I was reflecting overnight and thought I’d put together a few words summarising what has been achieved so far in 2024.
MHRA review and changes.
European review in progress.
Record number of ADRs not just in the UK but across the Globe
The publication of a number of news stories with more in transit.
A slot on a BBC daytime show scheduled
The launch of sidefxhub and UK based charity.
The announcement of Melcangi studies with funding initiatives.
PFSN study progress and continued funding.
Sidefxhub key initiatives in the pipeline.
The growth of Morale Medicine videos.
Collaboration across communities.
I’m sure I’ve missed some items, but there’s a lot to be positive about when reflecting on 2024. It has been one of, if not the most productive year’s to date.
None of this would have been possible without sufferers stepping forward and doing what they could, not only for themselves but for the wider community.
I’d like to say a special thank you to those at home and abroad who have given up so much of their own time. I’ll not name them as we know who they are.
I believe 2025 will be an even better year as we continue to increase awareness, push for acknowledgement of the full array of devastating symptoms, and hopefully accelerate timelines towards finding a treatment.
The little things you can do that mostly cost nothing are: -
Report every symptom separately to the regulatory authorities.
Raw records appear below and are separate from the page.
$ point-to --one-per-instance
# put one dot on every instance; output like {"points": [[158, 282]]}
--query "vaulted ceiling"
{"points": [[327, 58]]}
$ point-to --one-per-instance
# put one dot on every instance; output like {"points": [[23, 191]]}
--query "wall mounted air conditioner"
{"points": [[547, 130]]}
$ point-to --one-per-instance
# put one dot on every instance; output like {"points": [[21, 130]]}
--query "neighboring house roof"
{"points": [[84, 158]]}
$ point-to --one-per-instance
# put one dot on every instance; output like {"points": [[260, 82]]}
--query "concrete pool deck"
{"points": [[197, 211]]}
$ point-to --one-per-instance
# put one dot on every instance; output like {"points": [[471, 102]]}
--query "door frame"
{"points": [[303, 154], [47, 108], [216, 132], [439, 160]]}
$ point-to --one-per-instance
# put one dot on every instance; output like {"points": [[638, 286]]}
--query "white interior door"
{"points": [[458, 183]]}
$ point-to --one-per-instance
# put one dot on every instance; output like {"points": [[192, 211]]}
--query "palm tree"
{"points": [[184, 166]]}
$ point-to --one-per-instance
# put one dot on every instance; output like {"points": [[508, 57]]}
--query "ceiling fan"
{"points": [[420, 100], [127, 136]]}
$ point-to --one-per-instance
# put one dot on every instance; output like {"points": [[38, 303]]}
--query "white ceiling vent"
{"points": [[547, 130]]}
One submission per symptom. It takes 5 minutes. This is very important.
Approach Morale medicine to be interviewed. Site views are growing by the day. Each video helps. It can be liberating, losing the cloak of shame that the wider lack of validation brings.
Get involved in some of the tasks. Being part of the movement can bring a feeling of value/purpose and reward. Another trait we’ve been robbed of. There’s no added pressure when helping in this arena.
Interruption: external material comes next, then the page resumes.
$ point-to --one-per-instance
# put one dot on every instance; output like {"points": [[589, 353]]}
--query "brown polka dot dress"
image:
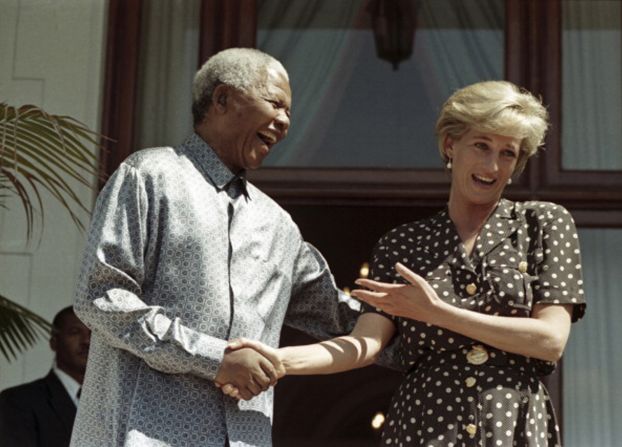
{"points": [[458, 391]]}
If you can afford it, consider donating to Melcangi. Every little helps. Remember, for every UK based donation, the government gives a further 25%… Having the potential biomarker for this condition could prove huge. Every penny counts. The Foundation provides regular updates.
All studies should be supported.
Don’t let the system/institution be the excuse for inaction.
Never give up.It’s been the greatest weakness of this community for years. If we all try to do something, we will prevail.
Inaction = no change
Action = change.
On a heartfelt note, I appreciate as much as anyone how difficult Christmas is for us. It’s a huge reminder of the loss of basic human emotions such as intimacy, warmth, and love. This time of year, exasperates our symptoms.
Remember, none of this is your fault. Stand tall and try to be kind to yourself. You should be proud of making it through another year while battling this unrelenting, unrecognised condition.
Too many lives have been lost. No matter how difficult know that your presence is still of value to the world.
We all want to be around when this is recognised as one of the biggest scandals there’s ever been.
Kindest
Laz
for those of us who keep declining with worse and worse symptoms year after year we need a little hope for sure!